Figure 3.

Localization of cell junction and structural proteins in untreated and CdtABC-treated HGX and gingival tissue from an individual with clinical signs of plaque-induced periodontal disease (PIPD).. (A) Sections from a HGX obtained from a healthy individual were treated with 0 or 10 µg/mL of CdtABC for 18 hrs and then were labeled with a 1:100 dilution of mouse monoclonal anti-β-catenin IgG (Santa Cruz Biotechnology) followed by 5 µg/mL of conjugated goat anti-mouse Alexa Fluor 488 (green fluorescence; Life Technologies).

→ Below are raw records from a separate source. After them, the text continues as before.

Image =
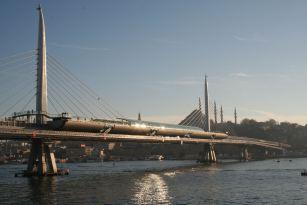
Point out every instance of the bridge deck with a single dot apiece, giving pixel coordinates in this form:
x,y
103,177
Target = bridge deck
x,y
22,133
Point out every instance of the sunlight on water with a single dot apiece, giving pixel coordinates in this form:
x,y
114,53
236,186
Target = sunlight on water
x,y
151,189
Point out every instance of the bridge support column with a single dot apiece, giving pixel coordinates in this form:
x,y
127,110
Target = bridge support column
x,y
244,154
208,155
41,161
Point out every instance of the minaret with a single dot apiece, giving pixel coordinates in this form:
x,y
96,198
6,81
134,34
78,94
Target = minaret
x,y
201,114
222,120
41,90
236,116
207,119
215,113
139,116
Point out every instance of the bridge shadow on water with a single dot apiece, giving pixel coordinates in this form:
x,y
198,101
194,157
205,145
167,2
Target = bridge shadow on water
x,y
91,185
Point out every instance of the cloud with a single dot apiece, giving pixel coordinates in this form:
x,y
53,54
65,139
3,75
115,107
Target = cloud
x,y
173,119
166,41
78,47
254,38
181,82
262,115
241,75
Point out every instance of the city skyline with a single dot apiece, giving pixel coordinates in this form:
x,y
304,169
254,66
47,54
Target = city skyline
x,y
248,61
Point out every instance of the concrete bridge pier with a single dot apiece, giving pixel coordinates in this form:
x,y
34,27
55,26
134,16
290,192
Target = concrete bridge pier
x,y
208,155
41,160
244,154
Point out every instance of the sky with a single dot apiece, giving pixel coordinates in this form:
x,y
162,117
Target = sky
x,y
151,56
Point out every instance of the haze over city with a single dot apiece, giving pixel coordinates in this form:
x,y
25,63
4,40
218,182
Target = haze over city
x,y
151,56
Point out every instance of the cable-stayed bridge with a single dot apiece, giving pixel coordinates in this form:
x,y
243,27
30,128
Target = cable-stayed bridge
x,y
29,92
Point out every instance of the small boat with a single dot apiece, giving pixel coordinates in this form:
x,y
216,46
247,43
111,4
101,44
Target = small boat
x,y
304,173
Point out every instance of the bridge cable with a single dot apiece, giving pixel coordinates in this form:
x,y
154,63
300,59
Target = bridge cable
x,y
69,86
89,90
18,101
77,93
71,101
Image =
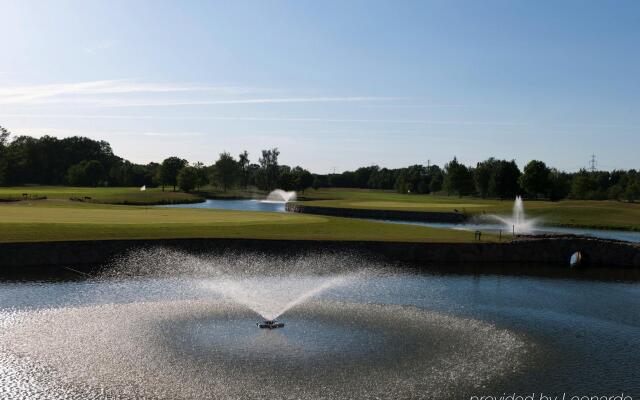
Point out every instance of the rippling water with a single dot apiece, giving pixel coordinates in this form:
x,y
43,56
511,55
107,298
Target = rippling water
x,y
391,335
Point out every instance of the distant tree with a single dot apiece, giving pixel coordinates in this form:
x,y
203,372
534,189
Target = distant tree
x,y
226,171
4,136
482,176
269,170
76,175
85,173
93,172
302,179
168,171
437,178
458,178
4,141
504,180
188,178
535,179
243,164
583,186
559,185
633,192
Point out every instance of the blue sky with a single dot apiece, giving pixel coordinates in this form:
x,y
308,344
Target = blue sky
x,y
332,84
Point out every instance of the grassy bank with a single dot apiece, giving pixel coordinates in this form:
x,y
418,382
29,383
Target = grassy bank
x,y
56,220
119,195
577,213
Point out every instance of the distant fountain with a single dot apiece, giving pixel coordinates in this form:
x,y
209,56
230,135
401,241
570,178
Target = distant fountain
x,y
518,223
280,196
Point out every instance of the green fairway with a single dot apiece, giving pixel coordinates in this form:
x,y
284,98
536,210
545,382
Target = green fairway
x,y
119,195
578,213
56,220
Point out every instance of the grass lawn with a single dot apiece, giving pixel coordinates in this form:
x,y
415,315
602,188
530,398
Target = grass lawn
x,y
121,195
55,220
584,213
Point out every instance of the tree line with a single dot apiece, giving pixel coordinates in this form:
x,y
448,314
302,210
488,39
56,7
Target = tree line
x,y
493,178
81,161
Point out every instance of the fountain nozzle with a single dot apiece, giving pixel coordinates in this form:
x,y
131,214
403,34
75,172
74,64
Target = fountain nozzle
x,y
270,324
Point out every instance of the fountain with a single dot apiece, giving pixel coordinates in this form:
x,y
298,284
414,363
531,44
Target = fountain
x,y
280,196
518,223
167,324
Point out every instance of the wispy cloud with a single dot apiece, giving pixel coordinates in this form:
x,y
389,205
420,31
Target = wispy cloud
x,y
269,119
77,92
130,93
269,100
96,47
62,132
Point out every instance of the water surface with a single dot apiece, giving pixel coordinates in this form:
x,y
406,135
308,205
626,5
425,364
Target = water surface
x,y
399,334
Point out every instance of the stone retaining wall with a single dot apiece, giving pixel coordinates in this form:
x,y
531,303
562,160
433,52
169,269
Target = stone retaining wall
x,y
545,250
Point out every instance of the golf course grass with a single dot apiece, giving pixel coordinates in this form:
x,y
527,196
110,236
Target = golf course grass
x,y
577,213
59,220
117,195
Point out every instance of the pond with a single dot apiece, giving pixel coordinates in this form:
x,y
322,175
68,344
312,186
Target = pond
x,y
187,329
262,205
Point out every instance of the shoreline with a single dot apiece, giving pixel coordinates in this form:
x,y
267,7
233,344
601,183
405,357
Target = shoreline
x,y
421,216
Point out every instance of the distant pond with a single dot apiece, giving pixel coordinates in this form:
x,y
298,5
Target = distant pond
x,y
263,205
239,205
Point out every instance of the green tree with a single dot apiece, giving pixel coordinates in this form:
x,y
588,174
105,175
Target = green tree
x,y
76,176
168,171
482,176
243,164
303,179
504,180
269,171
458,178
4,141
85,173
201,171
93,172
535,179
633,192
188,178
226,171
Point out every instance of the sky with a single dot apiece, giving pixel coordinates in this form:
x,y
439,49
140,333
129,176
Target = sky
x,y
333,84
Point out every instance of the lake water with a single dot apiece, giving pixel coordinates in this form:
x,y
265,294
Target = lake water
x,y
387,333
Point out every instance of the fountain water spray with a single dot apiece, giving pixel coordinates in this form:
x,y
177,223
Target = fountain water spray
x,y
280,196
271,297
518,223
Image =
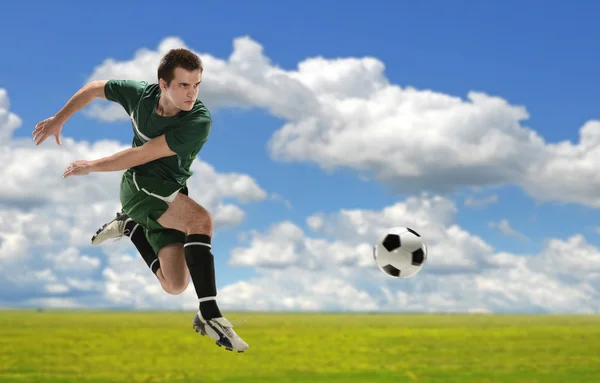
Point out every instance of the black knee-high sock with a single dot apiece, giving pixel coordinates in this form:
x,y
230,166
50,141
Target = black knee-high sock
x,y
201,263
137,234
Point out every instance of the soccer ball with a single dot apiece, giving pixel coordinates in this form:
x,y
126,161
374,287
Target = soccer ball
x,y
400,252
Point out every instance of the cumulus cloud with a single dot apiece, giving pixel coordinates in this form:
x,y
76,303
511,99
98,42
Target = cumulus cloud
x,y
508,230
407,138
462,273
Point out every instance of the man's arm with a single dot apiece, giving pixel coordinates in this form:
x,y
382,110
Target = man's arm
x,y
52,126
128,158
125,159
84,96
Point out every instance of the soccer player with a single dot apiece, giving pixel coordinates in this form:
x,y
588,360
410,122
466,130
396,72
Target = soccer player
x,y
171,231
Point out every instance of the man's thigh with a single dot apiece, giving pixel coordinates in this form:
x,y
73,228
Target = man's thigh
x,y
145,200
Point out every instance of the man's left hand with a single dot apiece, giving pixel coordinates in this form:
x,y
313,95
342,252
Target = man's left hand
x,y
78,168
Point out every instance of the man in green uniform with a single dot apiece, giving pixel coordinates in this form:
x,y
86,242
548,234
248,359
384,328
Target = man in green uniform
x,y
170,230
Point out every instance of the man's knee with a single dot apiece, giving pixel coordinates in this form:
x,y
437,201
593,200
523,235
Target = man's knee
x,y
198,219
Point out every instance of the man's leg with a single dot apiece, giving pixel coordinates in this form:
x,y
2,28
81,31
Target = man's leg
x,y
169,265
187,216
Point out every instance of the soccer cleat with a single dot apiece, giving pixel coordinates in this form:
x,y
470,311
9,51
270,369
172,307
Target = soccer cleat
x,y
113,229
220,330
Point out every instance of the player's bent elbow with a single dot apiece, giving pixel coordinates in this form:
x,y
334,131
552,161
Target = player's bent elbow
x,y
96,88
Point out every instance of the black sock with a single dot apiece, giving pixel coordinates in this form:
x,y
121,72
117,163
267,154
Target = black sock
x,y
137,234
201,264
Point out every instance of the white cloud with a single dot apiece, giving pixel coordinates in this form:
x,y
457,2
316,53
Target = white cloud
x,y
462,273
508,230
481,202
407,138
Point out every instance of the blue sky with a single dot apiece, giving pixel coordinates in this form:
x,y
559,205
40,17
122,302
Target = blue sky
x,y
539,55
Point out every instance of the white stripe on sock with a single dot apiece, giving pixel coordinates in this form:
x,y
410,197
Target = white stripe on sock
x,y
207,299
197,243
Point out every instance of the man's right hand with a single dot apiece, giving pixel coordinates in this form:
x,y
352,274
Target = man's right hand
x,y
46,128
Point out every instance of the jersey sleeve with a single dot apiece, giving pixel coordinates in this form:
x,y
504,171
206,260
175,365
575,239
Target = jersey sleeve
x,y
188,138
125,92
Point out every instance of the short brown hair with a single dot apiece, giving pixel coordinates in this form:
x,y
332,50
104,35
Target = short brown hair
x,y
180,57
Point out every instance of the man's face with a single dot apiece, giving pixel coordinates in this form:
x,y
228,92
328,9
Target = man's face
x,y
183,90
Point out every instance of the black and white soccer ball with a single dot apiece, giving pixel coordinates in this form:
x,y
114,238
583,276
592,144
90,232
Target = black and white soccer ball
x,y
400,252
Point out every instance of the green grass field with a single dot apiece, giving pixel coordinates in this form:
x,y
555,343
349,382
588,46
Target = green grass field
x,y
131,347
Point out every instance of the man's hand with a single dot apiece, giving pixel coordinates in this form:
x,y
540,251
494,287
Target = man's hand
x,y
78,168
46,128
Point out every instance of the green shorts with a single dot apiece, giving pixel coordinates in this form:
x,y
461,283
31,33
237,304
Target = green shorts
x,y
144,200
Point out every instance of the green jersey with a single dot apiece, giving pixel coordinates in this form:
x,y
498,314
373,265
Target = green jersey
x,y
185,133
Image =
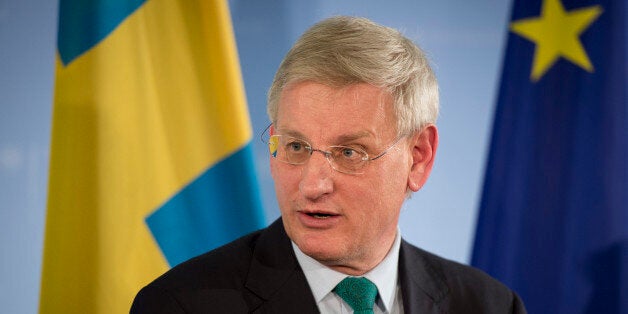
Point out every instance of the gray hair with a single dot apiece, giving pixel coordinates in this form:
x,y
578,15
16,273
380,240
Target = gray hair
x,y
340,51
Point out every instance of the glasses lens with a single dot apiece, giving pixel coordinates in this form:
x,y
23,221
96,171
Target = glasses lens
x,y
348,159
289,149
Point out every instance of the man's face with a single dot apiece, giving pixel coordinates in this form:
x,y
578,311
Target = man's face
x,y
347,222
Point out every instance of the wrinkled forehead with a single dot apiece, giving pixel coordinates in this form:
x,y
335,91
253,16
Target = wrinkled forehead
x,y
314,110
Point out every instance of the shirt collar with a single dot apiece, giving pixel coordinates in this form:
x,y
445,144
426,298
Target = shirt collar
x,y
322,279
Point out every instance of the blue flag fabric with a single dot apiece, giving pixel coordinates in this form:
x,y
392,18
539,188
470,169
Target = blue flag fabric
x,y
553,221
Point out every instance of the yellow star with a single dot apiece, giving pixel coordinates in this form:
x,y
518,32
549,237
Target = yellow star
x,y
556,34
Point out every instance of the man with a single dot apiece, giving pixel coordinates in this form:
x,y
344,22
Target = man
x,y
353,107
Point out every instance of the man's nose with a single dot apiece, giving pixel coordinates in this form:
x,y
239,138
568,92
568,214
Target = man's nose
x,y
316,178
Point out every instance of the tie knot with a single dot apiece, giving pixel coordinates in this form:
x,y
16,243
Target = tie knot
x,y
358,292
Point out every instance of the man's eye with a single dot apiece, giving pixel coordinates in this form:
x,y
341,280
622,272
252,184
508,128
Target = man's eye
x,y
349,153
295,146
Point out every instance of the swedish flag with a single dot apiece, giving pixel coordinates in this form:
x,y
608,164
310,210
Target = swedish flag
x,y
151,161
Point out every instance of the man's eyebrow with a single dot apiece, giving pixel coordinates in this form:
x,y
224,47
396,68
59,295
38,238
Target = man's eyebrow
x,y
338,140
292,133
352,137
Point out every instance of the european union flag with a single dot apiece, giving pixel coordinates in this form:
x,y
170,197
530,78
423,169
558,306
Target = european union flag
x,y
553,221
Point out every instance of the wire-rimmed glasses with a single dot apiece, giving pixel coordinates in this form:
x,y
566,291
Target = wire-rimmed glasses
x,y
345,159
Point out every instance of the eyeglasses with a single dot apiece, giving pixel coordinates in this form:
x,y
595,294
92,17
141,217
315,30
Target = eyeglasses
x,y
345,159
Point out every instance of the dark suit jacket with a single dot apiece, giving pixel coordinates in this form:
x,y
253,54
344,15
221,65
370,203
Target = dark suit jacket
x,y
259,273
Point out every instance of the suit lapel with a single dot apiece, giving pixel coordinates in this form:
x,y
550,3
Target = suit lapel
x,y
423,287
275,279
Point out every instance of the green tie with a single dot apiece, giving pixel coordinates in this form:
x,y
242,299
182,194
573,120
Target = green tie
x,y
359,293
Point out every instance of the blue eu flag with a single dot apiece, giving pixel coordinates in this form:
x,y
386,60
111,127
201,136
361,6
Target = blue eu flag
x,y
553,222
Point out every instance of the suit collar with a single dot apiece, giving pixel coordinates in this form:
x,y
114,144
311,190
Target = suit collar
x,y
422,284
275,276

Sections were co-stained with DAPI. Outlined areas are enlarged in the insets. (B) Sections from HGX obtained from a healthy individual were treated with 10 µg/mL of CdtABC for 0 and 6 hrs and were labeled with a 1:100 dilution of rabbit polyclonal anti-actin IgG (Santa Cruz Biotechnology) followed by 5 µg/mL of conjugated goat anti-rabbit IgG Alexa Fluor 594 (Life Technologies). (C) Untreated HGX from an individual with clinical signs of disease. Sections were stained with hematoxylin and eosin and were co-labeled with anti-E-cadherin IgG, anti-β-catenin IgG, anti-CdtB IgG (red fluorescence in bottom panel), and DAPI. Antibody concentrations were the same as those used in Figs. 2 and 3A. The presence of CdtB (arrows) was detected with rabbit polyclonal anti-CdtB IgG (1:50,000 dilution) and 5 µg/mL of conjugated goat anti-mouse Alexa Fluor 488 as described previously (Damek-Poprawa et al., 2011). The explants shown in A and B are from two separate healthy donors. Experiments were performed on healthy and diseased tissue a minimum of 3 and 2 times, respectively, with tissue from different patients.